Der Film begleitet die Ak­ti­vis­tin­nen von 2019 bis 2020. Pepper, die in Wahrheit anders heißt, geht in Hongkong gegen die Peking-nahe Politik der Regierungschefin Carrie Lam auf die Straße und riskiert dabei jedes Mal, von der Polizei zusammengeschlagen und für Jahre ins Gefängnis gesperrt zu werden.

Rayen aus Santiago protestiert gegen die extreme soziale Ungleichheit in Chile. Bei den Demos steht sie an vorderster Front, mit Gasmaske und Schutzbrille. Denn die Polizei geht mit Tränengas, Gummigeschossen und Wasserwerfern gegen die De­mons­tran­t:in­nen vor. Hunderte Menschen, so erzählt es Rayen in der Doku, haben bei den Protesten ein Auge verloren, weil die Po­li­zis­t:in­nen ihnen ins Gesicht geschossen haben.

Drei junge Aktivistinnen als Vorbilder

Lara, die Schülerin aus Leipzig, kann sich besonders mit Hilda identifizieren, der dritten Aktivistin. Hilda lebt in Uganda und kämpft dort gegen die Plastikverschmutzung und die fatalen Folgen der Klima­krise. Extreme Dürre und Überschwemmungen haben breite Landstriche Ugandas unbewohnbar gemacht – auch Hildas Heimatdorf, das sie deswegen mit elf Jahren verlassen musste.

„Hilda hat einen ganz prägnanten Satz gesagt, der sich tief in mein Gedächtnis eingebrannt hat“, sagt Lara. „Warum lernen oder stu­dieren, wenn die Zukunft ungewiss ist?“ Dann fragt Lara mit ernster Miene: „Warum gehe ich zur Schule, wenn ich nicht weiß, wie die Welt in 20 Jahren aussieht?“

Der Verein Teachers for Future hat sich zur Aufgabe gemacht, Schü­le­r:in­nen genau das beizubringen: die Zukunft mitzugestalten. „Wenn wir uns all die Missstände und Ungerechtigkeiten auf der Welt anschauen, dann brauchen wir Schulen, wo Schü­le­r:in­nen lernen, sich gesellschaftlich einzumischen und die Welt zu verändern“, sagt die Vorsitzende Nora Oehmichen. Doch wie genau sieht eine solche Schule aus? Und wie bringt man Schü­le­r:in­nen bei, die Welt zu verändern?

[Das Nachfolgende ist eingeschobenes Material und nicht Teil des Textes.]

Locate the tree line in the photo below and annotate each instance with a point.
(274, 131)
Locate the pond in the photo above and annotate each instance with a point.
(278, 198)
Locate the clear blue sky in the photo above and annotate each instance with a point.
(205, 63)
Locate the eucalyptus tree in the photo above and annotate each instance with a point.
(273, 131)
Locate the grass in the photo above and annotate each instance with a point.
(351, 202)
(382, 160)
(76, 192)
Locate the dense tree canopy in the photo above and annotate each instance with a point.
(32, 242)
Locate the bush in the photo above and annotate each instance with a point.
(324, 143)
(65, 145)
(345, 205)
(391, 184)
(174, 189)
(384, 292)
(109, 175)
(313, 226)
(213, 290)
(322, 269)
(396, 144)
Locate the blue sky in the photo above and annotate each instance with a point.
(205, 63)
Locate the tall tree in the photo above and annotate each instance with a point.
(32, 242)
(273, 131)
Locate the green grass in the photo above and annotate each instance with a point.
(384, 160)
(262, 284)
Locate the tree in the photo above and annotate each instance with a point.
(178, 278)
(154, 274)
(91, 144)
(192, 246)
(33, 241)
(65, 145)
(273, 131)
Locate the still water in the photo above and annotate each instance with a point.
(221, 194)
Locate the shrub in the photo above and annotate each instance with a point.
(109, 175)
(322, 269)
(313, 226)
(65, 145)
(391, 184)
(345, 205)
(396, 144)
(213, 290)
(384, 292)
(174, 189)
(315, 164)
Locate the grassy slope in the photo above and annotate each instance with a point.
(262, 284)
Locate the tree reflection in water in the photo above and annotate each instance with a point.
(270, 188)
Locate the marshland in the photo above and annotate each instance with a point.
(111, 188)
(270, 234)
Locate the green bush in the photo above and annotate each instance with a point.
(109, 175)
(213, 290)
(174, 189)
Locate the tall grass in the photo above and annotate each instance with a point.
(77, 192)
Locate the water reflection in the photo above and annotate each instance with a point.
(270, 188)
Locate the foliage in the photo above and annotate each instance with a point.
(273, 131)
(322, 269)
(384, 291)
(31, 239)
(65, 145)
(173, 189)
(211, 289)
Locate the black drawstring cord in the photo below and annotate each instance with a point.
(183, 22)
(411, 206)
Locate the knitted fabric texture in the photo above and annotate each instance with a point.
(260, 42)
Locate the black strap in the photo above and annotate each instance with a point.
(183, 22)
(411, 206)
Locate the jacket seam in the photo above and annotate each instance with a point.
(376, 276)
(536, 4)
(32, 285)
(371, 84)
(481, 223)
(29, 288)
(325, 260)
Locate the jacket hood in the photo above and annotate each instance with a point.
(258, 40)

Wenn wir uns all die Missstände und Ungerechtigkeiten auf der Welt anschauen, dann brauchen wir Schulen, wo Schü­le­r:in­nen lernen, sich gesellschaftlich einzumischen und die Welt zu verändern

Nora Oehmichen, „Teachers for Future“

Oehmichen, 49, ist Lehrerin für Französisch, Geschichte und Ethik an einem Gymnasium bei Stuttgart. Im Juni 2021 hat sie den Verein Teachers for Future mit gegründet. Die Gruppe von knapp 30 Leh­re­r:in­nen will „Bildung für nachhaltige Entwicklung“, kurz BNE, stärker an Schulen etablieren. BNE ist ein Lernkonzept, das Schü­le­r:in­nen dazu befähigen soll, die großen Probleme unserer Zeit – Klimakrise, Naturzerstörung, Artensterben, soziale Ungerechtigkeit – zu erkennen und sich dagegen einzusetzen.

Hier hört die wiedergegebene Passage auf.